Si sentiva così, a mezz’aria, come un sasso lanciato in un pozzo, in attesa che si sentisse il rumore dell’impatto sul fondo, con il suolo o con l’acqua, in attesa di sapere se quel pozzo fosse ancora attivo e ci si potesse abbeverare, oppure fosse secco e le possibilità di sopravvivenza ridotte al lumicino, morire di sete, morire di virus, solo con un cane, che però ora non era ancora tornato. Magari sta vagando per i campi, ha perso la strada, non riconosce più la via giusta, prima per l’andata e poi a ritroso per il ritorno, tutto dipendeva da lei, perché Jonas in paese non lo conosceva quasi nessuno, certo non al pronto soccorso dove lui non si era mai recato personalmente. Il medico, se Mia l’avesse trovato, e se anche si fosse fatto convincere a seguirla, pure questa un’impresa ardua per un povero cane, non sapeva certo la direzione giusta per arrivare a casa sua, per visitarlo, per curarlo, nel caso.
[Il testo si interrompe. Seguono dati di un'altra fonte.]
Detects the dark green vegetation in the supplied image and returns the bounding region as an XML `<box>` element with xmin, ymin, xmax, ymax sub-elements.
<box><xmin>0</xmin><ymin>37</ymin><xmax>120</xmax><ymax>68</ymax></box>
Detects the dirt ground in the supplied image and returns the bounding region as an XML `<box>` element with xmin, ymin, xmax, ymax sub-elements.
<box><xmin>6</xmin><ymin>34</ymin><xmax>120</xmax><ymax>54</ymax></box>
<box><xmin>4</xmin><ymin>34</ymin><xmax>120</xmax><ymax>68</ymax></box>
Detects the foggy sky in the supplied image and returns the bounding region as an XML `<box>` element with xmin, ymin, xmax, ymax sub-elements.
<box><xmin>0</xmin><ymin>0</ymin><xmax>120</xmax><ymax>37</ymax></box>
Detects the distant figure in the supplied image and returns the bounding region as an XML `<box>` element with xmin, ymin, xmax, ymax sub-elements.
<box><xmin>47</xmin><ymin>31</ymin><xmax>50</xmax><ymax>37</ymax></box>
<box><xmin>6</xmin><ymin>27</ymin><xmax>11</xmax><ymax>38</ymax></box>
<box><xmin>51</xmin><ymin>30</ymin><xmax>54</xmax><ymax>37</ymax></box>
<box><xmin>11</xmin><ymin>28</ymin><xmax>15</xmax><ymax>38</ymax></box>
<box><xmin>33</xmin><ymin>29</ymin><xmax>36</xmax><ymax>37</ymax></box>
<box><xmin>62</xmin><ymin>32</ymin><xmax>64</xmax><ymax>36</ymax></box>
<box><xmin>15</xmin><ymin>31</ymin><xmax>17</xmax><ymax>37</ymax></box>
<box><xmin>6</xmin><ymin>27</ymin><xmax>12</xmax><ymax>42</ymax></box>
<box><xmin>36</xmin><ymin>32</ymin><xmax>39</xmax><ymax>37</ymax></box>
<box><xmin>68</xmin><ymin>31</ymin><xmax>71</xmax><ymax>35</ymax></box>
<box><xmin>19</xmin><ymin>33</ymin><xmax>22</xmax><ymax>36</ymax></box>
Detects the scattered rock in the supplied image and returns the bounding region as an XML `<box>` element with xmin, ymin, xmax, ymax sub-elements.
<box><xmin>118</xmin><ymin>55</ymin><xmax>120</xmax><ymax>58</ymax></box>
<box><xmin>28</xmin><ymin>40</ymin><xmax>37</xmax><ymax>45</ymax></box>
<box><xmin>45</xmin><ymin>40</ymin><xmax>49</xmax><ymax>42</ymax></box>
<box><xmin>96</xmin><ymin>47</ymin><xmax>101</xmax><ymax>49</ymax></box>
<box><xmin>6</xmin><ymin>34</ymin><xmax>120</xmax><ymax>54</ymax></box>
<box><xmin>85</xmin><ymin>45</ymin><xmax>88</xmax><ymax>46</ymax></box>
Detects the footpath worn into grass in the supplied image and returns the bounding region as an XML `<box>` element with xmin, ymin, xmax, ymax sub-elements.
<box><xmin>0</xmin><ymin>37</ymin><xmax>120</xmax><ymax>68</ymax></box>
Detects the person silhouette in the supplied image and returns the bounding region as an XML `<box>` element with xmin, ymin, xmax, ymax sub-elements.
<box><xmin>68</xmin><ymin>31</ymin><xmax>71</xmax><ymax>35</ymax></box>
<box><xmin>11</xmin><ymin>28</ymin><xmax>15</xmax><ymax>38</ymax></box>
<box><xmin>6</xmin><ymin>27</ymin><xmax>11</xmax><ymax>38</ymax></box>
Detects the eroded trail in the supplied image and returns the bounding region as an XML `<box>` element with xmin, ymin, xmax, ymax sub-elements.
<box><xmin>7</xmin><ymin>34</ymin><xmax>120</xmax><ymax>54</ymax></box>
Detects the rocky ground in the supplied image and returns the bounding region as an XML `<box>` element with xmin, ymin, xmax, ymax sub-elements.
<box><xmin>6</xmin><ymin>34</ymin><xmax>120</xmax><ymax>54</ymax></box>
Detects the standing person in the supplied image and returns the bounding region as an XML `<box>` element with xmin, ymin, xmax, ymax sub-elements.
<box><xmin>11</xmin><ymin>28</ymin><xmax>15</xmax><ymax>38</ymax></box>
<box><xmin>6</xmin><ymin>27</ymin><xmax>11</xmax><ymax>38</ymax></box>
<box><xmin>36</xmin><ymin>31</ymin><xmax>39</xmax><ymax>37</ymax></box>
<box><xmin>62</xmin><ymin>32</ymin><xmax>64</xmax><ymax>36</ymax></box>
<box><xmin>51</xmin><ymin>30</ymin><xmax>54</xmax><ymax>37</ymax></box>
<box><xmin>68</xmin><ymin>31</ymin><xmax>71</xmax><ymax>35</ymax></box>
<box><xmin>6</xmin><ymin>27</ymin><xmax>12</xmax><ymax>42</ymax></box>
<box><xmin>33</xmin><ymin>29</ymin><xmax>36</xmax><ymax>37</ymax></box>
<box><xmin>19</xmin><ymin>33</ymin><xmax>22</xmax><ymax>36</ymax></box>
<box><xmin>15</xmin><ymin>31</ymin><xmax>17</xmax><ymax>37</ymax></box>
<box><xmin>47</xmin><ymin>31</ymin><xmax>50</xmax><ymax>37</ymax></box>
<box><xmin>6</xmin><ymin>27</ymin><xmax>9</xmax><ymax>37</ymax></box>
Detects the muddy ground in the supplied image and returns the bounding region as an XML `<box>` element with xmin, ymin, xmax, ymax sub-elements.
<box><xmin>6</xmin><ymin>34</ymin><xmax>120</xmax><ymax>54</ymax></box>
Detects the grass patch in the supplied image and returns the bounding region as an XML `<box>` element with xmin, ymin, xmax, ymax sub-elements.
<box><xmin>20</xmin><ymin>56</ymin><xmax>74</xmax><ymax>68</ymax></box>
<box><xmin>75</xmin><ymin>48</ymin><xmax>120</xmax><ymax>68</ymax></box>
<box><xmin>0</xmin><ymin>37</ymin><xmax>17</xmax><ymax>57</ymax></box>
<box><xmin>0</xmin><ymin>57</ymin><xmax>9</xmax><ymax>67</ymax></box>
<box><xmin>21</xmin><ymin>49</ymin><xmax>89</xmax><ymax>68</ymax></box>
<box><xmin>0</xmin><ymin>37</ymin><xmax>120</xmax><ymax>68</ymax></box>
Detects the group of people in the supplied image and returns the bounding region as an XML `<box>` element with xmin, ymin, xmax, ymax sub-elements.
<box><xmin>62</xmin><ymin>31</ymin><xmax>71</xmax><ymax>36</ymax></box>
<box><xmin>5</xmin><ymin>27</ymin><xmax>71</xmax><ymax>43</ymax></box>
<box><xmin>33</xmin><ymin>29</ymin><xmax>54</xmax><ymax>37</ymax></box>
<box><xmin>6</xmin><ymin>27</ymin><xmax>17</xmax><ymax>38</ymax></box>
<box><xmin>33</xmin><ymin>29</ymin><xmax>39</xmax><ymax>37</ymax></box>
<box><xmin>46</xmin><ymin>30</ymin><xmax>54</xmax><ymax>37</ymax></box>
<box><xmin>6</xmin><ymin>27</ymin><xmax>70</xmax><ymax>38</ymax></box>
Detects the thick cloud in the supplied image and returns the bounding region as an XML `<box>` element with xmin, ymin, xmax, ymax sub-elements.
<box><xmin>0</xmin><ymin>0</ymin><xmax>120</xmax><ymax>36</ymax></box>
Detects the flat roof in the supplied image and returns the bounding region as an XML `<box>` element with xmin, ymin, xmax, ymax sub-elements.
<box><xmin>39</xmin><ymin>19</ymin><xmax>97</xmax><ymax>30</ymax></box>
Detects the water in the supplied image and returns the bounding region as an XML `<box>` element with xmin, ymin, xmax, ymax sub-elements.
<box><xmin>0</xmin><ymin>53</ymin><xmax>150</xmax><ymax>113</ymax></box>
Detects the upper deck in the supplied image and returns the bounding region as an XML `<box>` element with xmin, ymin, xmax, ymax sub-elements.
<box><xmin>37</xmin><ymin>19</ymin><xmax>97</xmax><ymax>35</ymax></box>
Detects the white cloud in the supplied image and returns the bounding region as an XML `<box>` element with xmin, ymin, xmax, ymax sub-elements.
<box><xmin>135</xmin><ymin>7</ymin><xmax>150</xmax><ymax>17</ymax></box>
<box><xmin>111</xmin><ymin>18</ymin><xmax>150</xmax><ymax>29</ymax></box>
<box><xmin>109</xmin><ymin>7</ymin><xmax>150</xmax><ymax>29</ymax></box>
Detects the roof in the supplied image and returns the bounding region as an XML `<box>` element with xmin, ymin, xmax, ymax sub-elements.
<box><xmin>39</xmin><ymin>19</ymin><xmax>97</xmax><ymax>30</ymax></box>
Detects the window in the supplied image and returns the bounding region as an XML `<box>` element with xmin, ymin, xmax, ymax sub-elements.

Poi finalmente, verso l’imbrunire, quando le sue speranze si erano fatte quasi vane, quando la tristezza si stava facendo strada, quando lo sconforto si stava impossessando del suo cervello, improvvisamente sentì un lontano abbaiare, che Jonas presto attribuì alla sua Mia, e l’aspettativa che, anche senza medico, lei fosse tornata lo fece star meglio, quasi sorrise pregustando il momento in cui l’avrebbe vista entrare rapida dalla porta del giardino, scodinzolando felice.
Sei tornata, dunque, meno male! Temevo ormai il peggio. Mia però non entrò, si fermò sulla soglia, voltandosi, come per aspettare qualcuno che la seguiva, più in lontananza. E allora anche Jonas lo vide dalla finestra, un giovane uomo con un camice verde, un po’ trafelato per tenere il passo veloce del cane, che aveva urgenza di portarlo da lui. Quasi benedicendolo, si fece fare alcune veloci analisi; il dottore aveva portato con sé qualche attrezzo medico per poter compiere una rapida diagnosi del suo malessere. E presto arrivò il responso: niente di serio, suppongo, febbre alta certo ma pochi sintomi certamente legati al virus, resti a casa ancora una decina di giorni e le passerà tutto, almeno speriamo. È fortunato ad avere un cane del genere, si è fatto capire quasi subito, intimandomi quasi di seguirlo, so che i labrador sono famosi per questa loro capacità di parlare quasi agli umani, un istinto innato, e lui non è da meno.
Lei, lo corresse Jonas.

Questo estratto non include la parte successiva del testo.